Skating on a mini ramp at the London Design Museum? The Skateboard exhibition traces the stylistic and cultural evolution of the sport over 75 years – a story of design, performance and the collaborative advancement of communities.
A good 100 boards from 70 years, including the oldest, the first with a kicktail and quite a few from the world's most famous skaters, plus wheels, trucks, helmets, fanzines, DVDs, Converse as a sponsor and above all: a mini ramp, a good one meter high and 2.50 meters long. Anyone can use it as long as they can do the “drop-in”, the basic trick with which you drop into the ramp on the board. The “Skateboard” exhibition has just opened at the renowned London Design Museum and is, of course, dedicated to the design of the board.
This also fits in that sport in general is THE topic at the moment, with the Olympic Games in Paris casting their shadows everywhere. LVMH has stepped in as one of the big sponsors, and the luxury world has discovered the sport for itself. And skating has always been more than just a form of exercise. More of an attitude to life. Coolness, daring and balance. Since 2020 it has also been an Olympic discipline. And the boards that signify the “Ollie” world are a style statement.
It's not just the ramp that ensures that the entire movement it represents remains exactly that: in motion. “Museum-ready” is actually a killer word.

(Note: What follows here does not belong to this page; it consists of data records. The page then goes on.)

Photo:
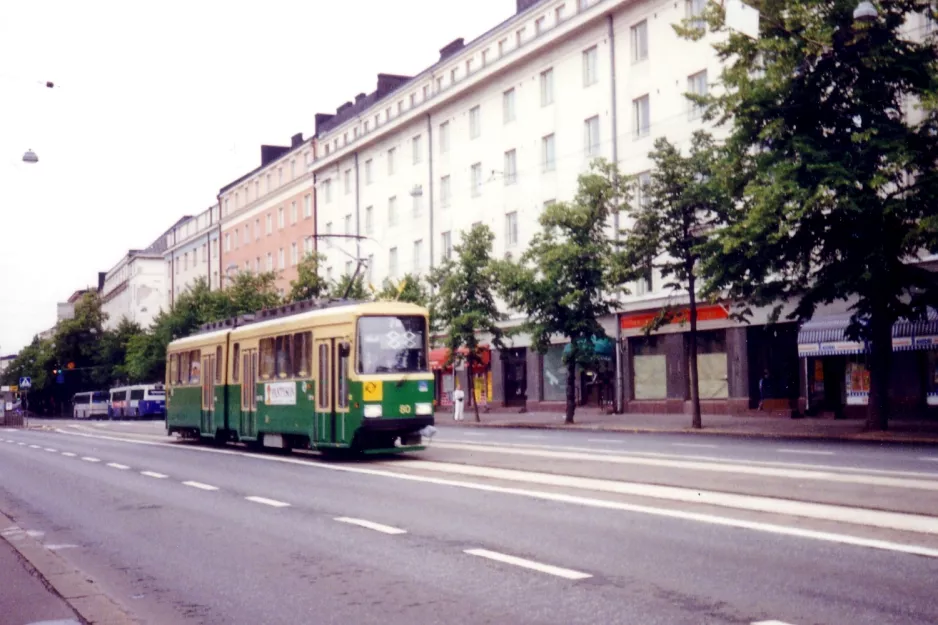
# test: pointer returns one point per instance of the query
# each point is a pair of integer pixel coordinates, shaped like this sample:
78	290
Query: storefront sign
637	321
280	393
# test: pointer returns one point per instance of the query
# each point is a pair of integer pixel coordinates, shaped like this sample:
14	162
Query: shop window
649	368
268	360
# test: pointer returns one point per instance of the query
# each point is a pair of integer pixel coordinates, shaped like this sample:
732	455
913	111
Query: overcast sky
159	104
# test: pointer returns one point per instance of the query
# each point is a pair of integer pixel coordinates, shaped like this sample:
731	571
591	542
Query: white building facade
192	253
135	288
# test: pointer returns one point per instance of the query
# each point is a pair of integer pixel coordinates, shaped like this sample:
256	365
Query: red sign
637	321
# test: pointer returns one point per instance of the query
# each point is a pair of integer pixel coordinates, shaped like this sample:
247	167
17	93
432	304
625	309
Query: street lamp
865	12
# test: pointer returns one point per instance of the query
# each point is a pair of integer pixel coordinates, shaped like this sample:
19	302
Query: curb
860	437
74	587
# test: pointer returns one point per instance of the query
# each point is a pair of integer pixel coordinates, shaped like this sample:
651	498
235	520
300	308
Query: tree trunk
694	382
571	389
880	368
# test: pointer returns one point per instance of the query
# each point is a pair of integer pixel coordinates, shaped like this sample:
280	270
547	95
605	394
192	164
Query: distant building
192	253
268	215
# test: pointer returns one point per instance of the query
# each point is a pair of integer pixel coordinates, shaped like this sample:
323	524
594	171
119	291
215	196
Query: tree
685	201
308	284
835	186
465	304
571	272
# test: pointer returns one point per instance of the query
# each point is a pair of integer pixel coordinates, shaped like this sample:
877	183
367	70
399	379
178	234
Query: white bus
140	400
90	405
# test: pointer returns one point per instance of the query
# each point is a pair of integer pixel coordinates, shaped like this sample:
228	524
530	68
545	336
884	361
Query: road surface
497	527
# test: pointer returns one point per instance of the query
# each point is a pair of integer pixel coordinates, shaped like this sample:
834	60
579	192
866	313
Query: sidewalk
24	598
768	426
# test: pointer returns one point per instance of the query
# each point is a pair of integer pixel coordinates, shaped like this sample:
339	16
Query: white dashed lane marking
378	527
268	502
201	486
528	564
807	452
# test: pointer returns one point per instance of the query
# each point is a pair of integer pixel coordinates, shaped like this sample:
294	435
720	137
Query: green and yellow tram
352	376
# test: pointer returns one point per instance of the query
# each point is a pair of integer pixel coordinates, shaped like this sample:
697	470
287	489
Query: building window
445	192
444	137
548	160
697	85
590	66
476	190
418	255
392	211
547	87
511	167
694	11
511	228
508	106
415	146
641	195
591	136
640	41
475	122
447	245
641	116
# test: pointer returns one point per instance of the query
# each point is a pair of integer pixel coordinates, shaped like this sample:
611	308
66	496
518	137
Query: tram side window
195	367
236	363
268	361
173	368
323	383
342	380
302	354
284	356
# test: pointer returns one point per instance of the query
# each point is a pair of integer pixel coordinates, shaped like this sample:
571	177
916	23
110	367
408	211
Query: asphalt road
187	534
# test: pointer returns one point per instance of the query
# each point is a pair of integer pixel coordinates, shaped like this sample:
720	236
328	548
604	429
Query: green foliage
309	284
671	230
465	304
571	272
835	188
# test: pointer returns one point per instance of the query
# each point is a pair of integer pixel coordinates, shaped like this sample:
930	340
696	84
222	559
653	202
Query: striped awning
828	336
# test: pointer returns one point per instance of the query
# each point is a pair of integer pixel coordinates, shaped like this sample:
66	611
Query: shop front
837	374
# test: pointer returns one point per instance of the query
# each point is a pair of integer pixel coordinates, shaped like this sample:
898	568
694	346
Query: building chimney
455	46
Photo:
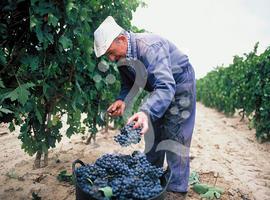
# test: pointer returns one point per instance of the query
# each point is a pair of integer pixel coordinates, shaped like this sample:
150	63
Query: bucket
81	195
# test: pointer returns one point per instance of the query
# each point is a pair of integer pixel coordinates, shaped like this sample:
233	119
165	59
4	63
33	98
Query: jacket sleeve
160	76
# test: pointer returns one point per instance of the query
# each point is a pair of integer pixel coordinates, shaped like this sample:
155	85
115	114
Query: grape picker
171	82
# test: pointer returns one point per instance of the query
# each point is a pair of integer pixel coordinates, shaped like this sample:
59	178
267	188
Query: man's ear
122	38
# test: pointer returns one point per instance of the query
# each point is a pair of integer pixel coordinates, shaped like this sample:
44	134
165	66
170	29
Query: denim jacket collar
132	47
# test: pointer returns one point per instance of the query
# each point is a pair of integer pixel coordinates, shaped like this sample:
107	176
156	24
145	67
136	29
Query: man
170	109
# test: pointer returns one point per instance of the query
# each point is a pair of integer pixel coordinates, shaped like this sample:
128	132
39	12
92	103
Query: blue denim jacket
165	66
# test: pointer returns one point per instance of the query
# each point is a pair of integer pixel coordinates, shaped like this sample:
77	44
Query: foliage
243	85
48	67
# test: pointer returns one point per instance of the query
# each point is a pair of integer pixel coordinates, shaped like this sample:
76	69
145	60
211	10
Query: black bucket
81	195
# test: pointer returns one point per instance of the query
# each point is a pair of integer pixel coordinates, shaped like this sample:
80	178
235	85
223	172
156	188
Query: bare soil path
224	152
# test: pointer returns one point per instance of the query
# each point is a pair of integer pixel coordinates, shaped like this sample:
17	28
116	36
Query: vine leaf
21	93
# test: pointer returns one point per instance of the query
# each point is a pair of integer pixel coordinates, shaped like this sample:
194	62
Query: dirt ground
224	152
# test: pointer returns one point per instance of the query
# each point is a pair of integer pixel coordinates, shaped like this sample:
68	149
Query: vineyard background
50	78
243	86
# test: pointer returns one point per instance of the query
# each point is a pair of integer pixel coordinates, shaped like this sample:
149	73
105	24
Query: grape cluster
129	176
128	135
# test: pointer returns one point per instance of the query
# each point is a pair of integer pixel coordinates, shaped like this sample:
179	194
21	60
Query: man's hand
117	108
141	120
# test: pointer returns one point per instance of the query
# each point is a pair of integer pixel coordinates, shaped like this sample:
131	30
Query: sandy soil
224	152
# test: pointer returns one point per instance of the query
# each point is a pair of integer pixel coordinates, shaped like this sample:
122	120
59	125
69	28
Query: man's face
118	49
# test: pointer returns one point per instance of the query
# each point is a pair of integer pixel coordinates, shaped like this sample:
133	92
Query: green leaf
3	60
66	42
2	84
5	110
21	93
107	191
52	20
33	22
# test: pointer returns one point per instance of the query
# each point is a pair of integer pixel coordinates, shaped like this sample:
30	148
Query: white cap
107	31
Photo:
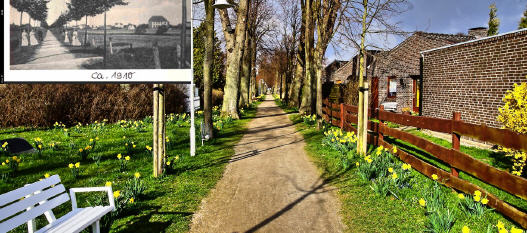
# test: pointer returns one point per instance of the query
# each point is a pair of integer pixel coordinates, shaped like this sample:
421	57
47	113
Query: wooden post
456	141
161	130
380	136
156	55
365	120
342	116
111	47
155	128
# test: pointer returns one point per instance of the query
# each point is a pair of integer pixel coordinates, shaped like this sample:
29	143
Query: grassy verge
364	211
167	204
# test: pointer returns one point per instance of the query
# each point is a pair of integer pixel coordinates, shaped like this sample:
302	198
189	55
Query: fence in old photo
345	117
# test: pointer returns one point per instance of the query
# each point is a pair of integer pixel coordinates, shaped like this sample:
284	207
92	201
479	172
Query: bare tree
366	18
235	42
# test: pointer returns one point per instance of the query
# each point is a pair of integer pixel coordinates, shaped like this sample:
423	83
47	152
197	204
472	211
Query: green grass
363	211
168	202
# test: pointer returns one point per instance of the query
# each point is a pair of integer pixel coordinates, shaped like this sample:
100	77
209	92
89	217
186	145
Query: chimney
478	32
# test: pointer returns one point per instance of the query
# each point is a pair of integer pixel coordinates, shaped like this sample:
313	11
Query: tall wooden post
456	141
365	120
183	33
155	128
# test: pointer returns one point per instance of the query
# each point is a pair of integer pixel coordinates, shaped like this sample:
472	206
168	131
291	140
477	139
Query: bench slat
81	220
16	207
29	189
22	218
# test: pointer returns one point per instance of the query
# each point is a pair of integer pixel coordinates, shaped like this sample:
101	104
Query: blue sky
448	16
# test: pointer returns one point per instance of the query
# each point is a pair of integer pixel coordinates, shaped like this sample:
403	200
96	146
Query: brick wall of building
472	78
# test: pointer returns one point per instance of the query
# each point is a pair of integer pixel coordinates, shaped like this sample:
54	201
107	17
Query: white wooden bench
23	205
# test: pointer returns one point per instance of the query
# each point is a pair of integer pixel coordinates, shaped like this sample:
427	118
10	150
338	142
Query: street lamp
222	4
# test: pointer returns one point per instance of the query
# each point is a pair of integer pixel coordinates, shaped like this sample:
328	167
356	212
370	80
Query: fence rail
344	116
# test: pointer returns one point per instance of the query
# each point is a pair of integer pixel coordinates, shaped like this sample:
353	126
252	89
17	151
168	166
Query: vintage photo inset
99	34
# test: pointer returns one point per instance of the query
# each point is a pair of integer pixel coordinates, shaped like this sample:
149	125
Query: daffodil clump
129	146
4	149
135	187
75	169
340	141
123	162
39	145
59	126
513	116
475	205
439	217
309	119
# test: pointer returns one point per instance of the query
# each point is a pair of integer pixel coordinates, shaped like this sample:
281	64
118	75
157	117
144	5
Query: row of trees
36	9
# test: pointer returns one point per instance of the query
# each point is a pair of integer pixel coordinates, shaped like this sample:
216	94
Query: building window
392	87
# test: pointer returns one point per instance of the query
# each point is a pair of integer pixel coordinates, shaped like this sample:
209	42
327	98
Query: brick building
472	77
397	72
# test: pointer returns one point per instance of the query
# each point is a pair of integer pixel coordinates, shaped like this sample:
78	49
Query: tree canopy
218	79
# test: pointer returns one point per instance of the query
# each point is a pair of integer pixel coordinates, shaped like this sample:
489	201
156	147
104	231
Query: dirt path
270	185
52	55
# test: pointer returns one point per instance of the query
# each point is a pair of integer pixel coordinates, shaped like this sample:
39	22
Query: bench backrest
25	204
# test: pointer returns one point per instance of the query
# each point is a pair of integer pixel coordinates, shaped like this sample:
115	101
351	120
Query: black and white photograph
99	34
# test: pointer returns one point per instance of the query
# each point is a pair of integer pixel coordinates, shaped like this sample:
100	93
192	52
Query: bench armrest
91	189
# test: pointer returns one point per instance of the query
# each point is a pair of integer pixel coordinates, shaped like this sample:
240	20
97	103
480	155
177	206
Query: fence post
111	47
380	136
342	115
456	138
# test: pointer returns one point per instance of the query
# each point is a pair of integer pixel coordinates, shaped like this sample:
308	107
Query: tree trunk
245	74
253	70
306	106
207	68
319	56
361	148
230	98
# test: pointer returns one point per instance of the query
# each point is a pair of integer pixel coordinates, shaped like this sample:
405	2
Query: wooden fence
345	117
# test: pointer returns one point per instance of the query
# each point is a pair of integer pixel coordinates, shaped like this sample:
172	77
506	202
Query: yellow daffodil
500	225
422	202
516	230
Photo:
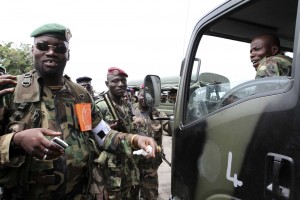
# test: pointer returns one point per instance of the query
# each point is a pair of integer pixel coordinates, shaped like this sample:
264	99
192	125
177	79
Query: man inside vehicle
267	57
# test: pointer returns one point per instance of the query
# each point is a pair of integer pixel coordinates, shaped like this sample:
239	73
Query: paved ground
164	171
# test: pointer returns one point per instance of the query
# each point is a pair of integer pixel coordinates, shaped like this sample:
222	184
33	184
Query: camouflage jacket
120	172
35	106
278	65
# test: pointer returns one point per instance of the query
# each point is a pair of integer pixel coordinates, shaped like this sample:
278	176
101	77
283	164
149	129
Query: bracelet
131	141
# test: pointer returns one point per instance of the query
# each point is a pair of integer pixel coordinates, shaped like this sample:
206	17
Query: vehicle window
226	76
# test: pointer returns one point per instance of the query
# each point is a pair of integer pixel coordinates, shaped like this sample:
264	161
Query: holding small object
143	152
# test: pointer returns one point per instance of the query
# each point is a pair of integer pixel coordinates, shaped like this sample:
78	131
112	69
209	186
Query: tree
17	59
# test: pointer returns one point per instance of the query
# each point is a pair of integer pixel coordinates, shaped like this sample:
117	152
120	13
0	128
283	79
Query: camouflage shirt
120	172
278	65
26	177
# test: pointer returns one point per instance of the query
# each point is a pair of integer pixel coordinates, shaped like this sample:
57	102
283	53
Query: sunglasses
61	49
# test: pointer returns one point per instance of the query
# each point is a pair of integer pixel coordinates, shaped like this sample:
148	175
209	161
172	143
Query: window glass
226	76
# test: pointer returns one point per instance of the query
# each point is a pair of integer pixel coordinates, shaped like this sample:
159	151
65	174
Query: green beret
53	29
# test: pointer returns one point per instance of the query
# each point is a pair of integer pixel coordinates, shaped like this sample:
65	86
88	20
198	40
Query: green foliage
16	59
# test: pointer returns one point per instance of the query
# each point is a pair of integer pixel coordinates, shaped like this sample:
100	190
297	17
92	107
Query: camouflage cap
53	29
84	78
116	71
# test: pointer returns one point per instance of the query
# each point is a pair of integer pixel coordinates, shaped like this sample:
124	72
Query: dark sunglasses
61	49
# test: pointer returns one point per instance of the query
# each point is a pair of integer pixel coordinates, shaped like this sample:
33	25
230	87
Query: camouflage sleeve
6	158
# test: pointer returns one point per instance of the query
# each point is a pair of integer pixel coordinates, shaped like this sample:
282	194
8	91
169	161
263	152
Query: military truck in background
236	137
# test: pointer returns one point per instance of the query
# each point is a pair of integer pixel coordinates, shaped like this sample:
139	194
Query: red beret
116	71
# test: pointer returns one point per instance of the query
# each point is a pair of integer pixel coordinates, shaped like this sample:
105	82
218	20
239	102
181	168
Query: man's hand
7	80
143	141
34	142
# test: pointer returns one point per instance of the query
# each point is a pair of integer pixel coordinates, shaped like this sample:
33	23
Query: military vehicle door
237	137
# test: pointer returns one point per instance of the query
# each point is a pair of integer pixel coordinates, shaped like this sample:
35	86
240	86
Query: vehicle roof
264	16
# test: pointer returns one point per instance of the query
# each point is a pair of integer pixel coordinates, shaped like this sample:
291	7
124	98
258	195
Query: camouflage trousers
149	178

What is scientifically processed and accompanied by display boards, presented behind glass and on pedestals, has often lost its freshness and somehow seems to be over.
But skateboarding, although it was invented in the 1950s – surfers nailed roller skate wheels under a wooden board in order to train on land even without waves – and is now a huge commercial machine and has been an Olympic discipline since 2020, so skateboarding still has its own Spirit, a mix of determination, ambition, perseverance and a sense of community. “It is these experiences that give rise to the phrase 'once a skater, always a skater,'” says curator, designer (and skater) Jonathan Olivares. The development of the design “always came from within” – from the performance of the drivers, their ever new tricks: a pattern of “form follows function”.
In the exhibition, it is the stars' boards with which technological innovations are shown – Laura Thornhill's model from the 1970s, for example, the first professional board for a woman, the first board of the multiple world champion Tony Hawk from 1982, one of the US artist and Skater Mark Gonzalez or street skater legend Rodney Mullen. A good half of the boards come from the “Skateboarding Hall of Fame Museum” in California, some from private collections.
Sky Brown, social media star and 2020 bronze medalist when she was 13 and the youngest British Olympian ever, is also represented with her first professional board. She was once called the “poster girl of the very young generation of athletes,” and now there are even younger talents. You start small and stick with it, even without a professional career. It's a question of attitude, a lifestyle. Which is why it can be assumed that skaters of all generations will also be skating on the ramp in the exhibition. Museum-ready? Are you kidding me? Are you serious when you say that.
“Skateboard” is in until June 2, 2024 Design Museum to see. The illustrated book was published for the exhibition “Skateboard” at Phaedo.